J'avais donc adopté avec lui, comme avec ceux que j'ai cités précédemment, l'attitude " Il (elle) n'appelle pas, moi non plus". Je calque souvent mon comportement sur celui de l'autre. C'est une erreur car ce faisant, je me prive de quelque chose dont j'ai besoin, je me fais violence et ne suis pas moi-même.   

Après avoir lu la partie "Demander" de mon bouquin, je lui ai envoyé un mail où j'adoptais (enfin, je crois) une attitude mature : je me suis positionnée. J'ai donc affirmé mon refus de communiquer avec lui via Facebook, accepté qu'il n'aime pas le téléphone et lui ai proposé de revenir au mail, notre premier moyen de communication.

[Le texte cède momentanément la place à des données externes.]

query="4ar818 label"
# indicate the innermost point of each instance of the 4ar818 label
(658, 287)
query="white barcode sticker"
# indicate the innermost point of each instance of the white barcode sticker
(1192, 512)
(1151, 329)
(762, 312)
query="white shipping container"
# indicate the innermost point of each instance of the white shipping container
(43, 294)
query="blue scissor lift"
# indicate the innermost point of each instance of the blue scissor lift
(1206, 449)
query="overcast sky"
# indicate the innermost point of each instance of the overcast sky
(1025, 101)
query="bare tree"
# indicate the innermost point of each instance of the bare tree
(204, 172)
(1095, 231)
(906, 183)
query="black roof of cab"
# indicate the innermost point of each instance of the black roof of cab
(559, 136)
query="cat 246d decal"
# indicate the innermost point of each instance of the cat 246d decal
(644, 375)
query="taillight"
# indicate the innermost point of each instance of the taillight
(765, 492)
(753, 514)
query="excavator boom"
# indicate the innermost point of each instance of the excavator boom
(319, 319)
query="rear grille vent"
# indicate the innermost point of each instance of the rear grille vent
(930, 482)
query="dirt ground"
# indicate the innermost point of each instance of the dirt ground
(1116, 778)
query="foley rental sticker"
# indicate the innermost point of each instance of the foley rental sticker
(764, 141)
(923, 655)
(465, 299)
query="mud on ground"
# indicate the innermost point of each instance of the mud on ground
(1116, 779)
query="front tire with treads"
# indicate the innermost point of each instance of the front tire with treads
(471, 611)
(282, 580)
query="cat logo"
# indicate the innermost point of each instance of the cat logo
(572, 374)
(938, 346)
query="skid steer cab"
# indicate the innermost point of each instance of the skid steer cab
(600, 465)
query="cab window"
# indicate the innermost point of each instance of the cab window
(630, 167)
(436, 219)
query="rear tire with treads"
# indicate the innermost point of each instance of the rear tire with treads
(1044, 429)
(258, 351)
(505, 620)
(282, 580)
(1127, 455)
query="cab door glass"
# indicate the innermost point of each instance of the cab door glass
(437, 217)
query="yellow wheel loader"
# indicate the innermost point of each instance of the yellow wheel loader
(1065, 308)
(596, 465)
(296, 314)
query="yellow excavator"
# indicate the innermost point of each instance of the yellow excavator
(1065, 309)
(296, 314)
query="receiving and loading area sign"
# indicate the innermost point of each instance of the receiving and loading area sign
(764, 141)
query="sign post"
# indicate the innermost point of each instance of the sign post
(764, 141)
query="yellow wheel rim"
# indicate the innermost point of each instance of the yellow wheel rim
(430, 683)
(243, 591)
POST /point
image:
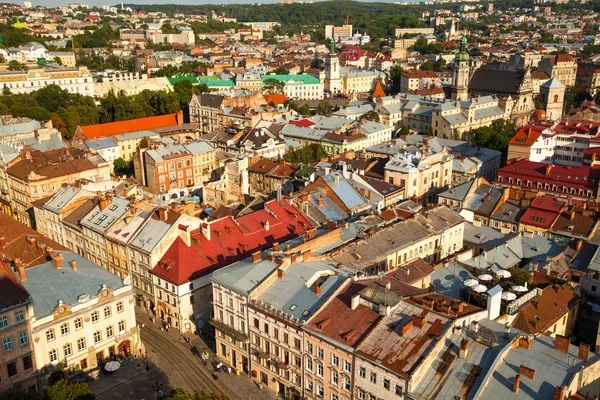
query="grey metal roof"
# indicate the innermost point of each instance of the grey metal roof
(344, 190)
(101, 143)
(448, 280)
(150, 235)
(291, 294)
(551, 367)
(458, 192)
(61, 198)
(485, 235)
(47, 284)
(244, 275)
(100, 220)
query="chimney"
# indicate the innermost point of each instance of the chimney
(355, 301)
(561, 344)
(464, 349)
(22, 273)
(184, 234)
(306, 256)
(584, 351)
(57, 260)
(527, 372)
(163, 213)
(406, 328)
(104, 203)
(560, 393)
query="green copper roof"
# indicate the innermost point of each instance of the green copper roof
(307, 79)
(462, 55)
(178, 78)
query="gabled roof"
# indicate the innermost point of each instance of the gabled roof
(133, 125)
(230, 240)
(538, 315)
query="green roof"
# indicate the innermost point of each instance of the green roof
(178, 78)
(219, 83)
(307, 79)
(203, 79)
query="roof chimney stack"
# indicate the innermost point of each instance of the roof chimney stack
(517, 383)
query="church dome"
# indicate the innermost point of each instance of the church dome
(539, 115)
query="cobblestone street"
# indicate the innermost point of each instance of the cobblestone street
(184, 368)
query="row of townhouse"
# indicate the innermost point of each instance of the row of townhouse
(60, 314)
(309, 328)
(168, 256)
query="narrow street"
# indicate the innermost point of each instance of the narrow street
(184, 367)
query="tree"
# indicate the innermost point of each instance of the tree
(281, 71)
(324, 108)
(396, 76)
(519, 276)
(16, 66)
(273, 86)
(184, 90)
(52, 97)
(307, 154)
(404, 131)
(371, 116)
(120, 164)
(63, 390)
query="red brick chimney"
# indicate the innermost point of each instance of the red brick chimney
(517, 383)
(584, 351)
(527, 372)
(57, 260)
(561, 344)
(306, 256)
(22, 273)
(560, 393)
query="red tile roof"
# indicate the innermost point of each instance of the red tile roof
(230, 240)
(530, 173)
(541, 313)
(303, 122)
(132, 125)
(525, 137)
(275, 98)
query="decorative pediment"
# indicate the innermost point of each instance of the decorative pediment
(61, 310)
(105, 294)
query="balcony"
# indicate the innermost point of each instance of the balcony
(228, 330)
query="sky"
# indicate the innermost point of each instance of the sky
(55, 3)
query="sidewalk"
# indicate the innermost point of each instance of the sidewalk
(242, 386)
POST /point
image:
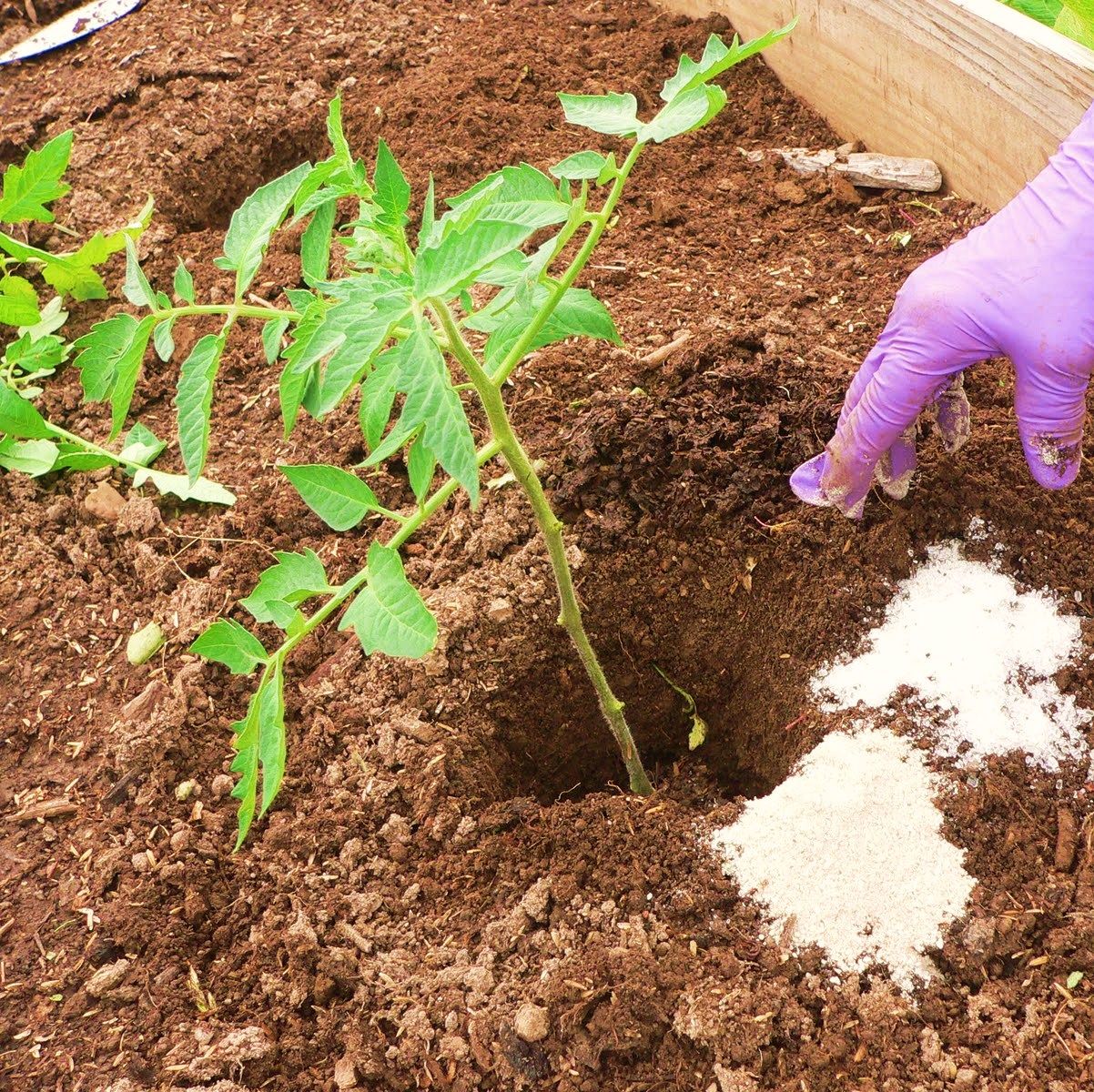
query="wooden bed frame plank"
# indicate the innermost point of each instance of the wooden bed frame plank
(980, 88)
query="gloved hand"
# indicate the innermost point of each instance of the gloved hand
(1021, 286)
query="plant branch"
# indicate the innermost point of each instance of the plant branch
(410, 525)
(232, 309)
(599, 222)
(514, 454)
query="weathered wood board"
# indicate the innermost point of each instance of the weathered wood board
(980, 88)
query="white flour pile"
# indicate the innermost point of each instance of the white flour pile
(846, 854)
(978, 649)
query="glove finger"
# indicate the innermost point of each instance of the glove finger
(953, 416)
(930, 337)
(896, 468)
(1050, 406)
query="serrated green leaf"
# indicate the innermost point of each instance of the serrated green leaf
(109, 360)
(259, 743)
(718, 57)
(228, 642)
(299, 298)
(578, 314)
(33, 458)
(337, 497)
(351, 331)
(194, 400)
(610, 173)
(520, 194)
(27, 189)
(254, 222)
(453, 264)
(19, 418)
(299, 365)
(390, 183)
(141, 445)
(421, 466)
(432, 404)
(68, 273)
(613, 114)
(1077, 22)
(74, 458)
(179, 485)
(342, 157)
(389, 614)
(292, 580)
(1044, 11)
(315, 243)
(75, 274)
(688, 111)
(37, 356)
(19, 302)
(272, 331)
(53, 318)
(697, 735)
(163, 339)
(580, 166)
(428, 215)
(184, 284)
(136, 289)
(378, 398)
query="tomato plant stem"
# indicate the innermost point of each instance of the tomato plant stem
(599, 222)
(514, 454)
(232, 309)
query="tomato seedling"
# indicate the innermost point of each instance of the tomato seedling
(28, 442)
(464, 292)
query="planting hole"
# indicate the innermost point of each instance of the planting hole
(541, 733)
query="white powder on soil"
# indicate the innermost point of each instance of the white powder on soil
(980, 652)
(846, 854)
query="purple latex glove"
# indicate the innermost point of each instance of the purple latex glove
(1021, 286)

Après quelques banalités sur mon quotidien, j'ai terminé mon mail par "Ça me ferait très plaisir d'avoir de tes nouvelles de temps en temps". J'ai cliqué sur "Envoyer" avec une auto-satisfaction très consciente, que j'ai savourée. Pas de reproches, pas de culpabilisation, pas de " Faire semblant d'accepter" de ma part. J'écris mes limites, j'accepte les siennes, je propose un terrain d'entente, je manifeste mon attachement.

La CNV, putain ! Tiendrais-je enfin le bon bout ?

PS : Quand je reçois un sms comme hier soir, de ma filleule "Tu me manques, marraine !" et ben ... je rosis de bonheur, moi. Je suis une sentimentale, et j'aime ça.

Commentaires

  • Félicitations ! Et maintenant, tu me donnes des cours ? Tu vois, je demande !

  • Je note que se tenir au courant de l'actualité de l'autre par burps (et éventuellement commentaires) mutuels est « irrecevable » ! Putain, ça rigole pas, Fiso ^^
    Moi, je trouve que ça n'est pas si mal, un petit coup de MSN, un petit courriel ou un petit SMS de temps à autre, ça maintient le fil.
    Je pense, après, qu'il faut adapter le diamètre du fil à la qualité et à l'intensité qu'on veut mettre dans sa relation avec l'autre (et espérer que les attentes soient à peu près symétriques…)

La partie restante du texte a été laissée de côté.